You might be thinking “I’ve had lasagna a thousand times so I can probably skip this one when I’m in Bologna, right?” Wrong! Lasagna has many different versions, both within Italy and around the rest of the world, but when we talk about “real” lasagna we mean lasagna alla Bolognese - from Bologna and the surrounding Emilia-Romagna region. The reason that Bologna’s is best is that it is always made with layers of fresh, high quality egg pasta sheets rather than dried strips. Many Italians now use dried pasta for convenience, as do most people outside of Italy, but here in Bologna it is still common practice to stick with tradition and make fresh pasta for a lasagna. Unlike other parts of the world, Italians are lucky enough that fresh egg pasta is inexpensive and readily available at the local pastificio or pasta shop – such is the case in Bologna.

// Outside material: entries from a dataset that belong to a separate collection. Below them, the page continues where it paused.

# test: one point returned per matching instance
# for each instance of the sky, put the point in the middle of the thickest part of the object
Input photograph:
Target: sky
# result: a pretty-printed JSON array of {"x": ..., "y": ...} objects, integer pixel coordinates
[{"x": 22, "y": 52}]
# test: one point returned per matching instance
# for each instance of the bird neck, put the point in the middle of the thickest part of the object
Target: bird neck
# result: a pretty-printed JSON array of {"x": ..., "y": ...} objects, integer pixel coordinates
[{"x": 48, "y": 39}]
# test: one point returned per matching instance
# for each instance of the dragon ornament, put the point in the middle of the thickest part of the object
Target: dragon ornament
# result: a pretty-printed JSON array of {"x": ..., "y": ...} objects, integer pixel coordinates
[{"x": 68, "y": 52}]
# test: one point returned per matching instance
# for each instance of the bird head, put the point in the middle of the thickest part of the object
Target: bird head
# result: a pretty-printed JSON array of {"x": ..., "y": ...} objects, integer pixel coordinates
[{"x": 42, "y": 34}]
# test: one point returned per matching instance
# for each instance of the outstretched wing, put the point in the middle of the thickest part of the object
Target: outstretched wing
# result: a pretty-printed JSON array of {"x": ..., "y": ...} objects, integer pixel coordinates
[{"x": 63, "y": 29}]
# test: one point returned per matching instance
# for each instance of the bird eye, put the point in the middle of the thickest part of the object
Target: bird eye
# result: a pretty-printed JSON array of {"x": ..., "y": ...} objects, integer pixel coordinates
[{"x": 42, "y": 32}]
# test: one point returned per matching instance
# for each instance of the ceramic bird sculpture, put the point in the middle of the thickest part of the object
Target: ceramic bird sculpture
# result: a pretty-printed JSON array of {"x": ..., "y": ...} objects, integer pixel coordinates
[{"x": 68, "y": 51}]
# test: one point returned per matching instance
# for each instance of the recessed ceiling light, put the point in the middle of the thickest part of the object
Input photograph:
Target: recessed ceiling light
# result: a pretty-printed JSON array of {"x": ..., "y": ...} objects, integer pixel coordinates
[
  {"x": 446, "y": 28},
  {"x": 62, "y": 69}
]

One of the best restaurants in Bologna for a traditional lasagna alla Bolognese is Trattoria Anna Maria (via delle Belle Arti, 17/A), give it a try and see if you agree!

Torta di riso


Torta di riso is a typical Bolognese dessert, also known as torta degli addobbi meaning “the cake of decorations.” It is a delicious rice cake flavoured with citrus fruits, spices and sometimes nuts and candied fruit. Although this sweet treat is traditionally made and eaten for special occasions such as Easter, Christmas, parties or weddings, these days it is available all year round from restaurants and pasticcerie throughout the city.  You will find that there are many versions of this cake as each family has its own traditional recipe, incorporating different ingredients into the mix. My favourite place to go for torta di riso is a small and very old bakery called Paolo Atti & Figli (via Caprarie,7) – an institution in Bologna when it comes to traditional Bologna food!

Zuppa Inglese


Another sweet, must eat food in Bologna is zuppa inglese, an Italian dessert originating from the Emilia-Romagna region resembling the classic English trifle. It consists of sponge cake pieces soaked in Alchermes, a pungent red Italian herb liqueur, alternated with layers of crema pasticciera (similar to custard), chocolate cream finished with a top layer of cream, meringue or almonds. Most trattorias in Bologna will have zuppa inglese on their menu but I recommend trying it at Trattoria Collegio di Spagna (via Collegio di Spagna, 15), a hidden gem in a quiet location close to Piazza Maggiore serving traditional Bologna food and most importantly, an incredibly delicious zuppa inglese!

Cotoletta Bolognese


Cotoletta Bolognese, translated as ‘Bolognese cutlet’, is another one of the typical regional dishes and a must eat food whilst in Bologna. A meat cutlet (of veal or chicken) is first fried in lard, then soaked in broth to add flavour and keep the meat moist. Slices of ham are then laid across the cutlet along with a generous sprinkle of Parmigiano Reggiano, before putting the whole thing in the oven until the meat is tender and the cheese has melted. The dish is then often upgraded with a handful of truffles grown locally in the surrounding hills of Bologna. Give it a try at Osteria Le Sette Chiese (via Borgonuovo, 6), they serve a divine cotoletta Bolognese which I really think is hard to beat!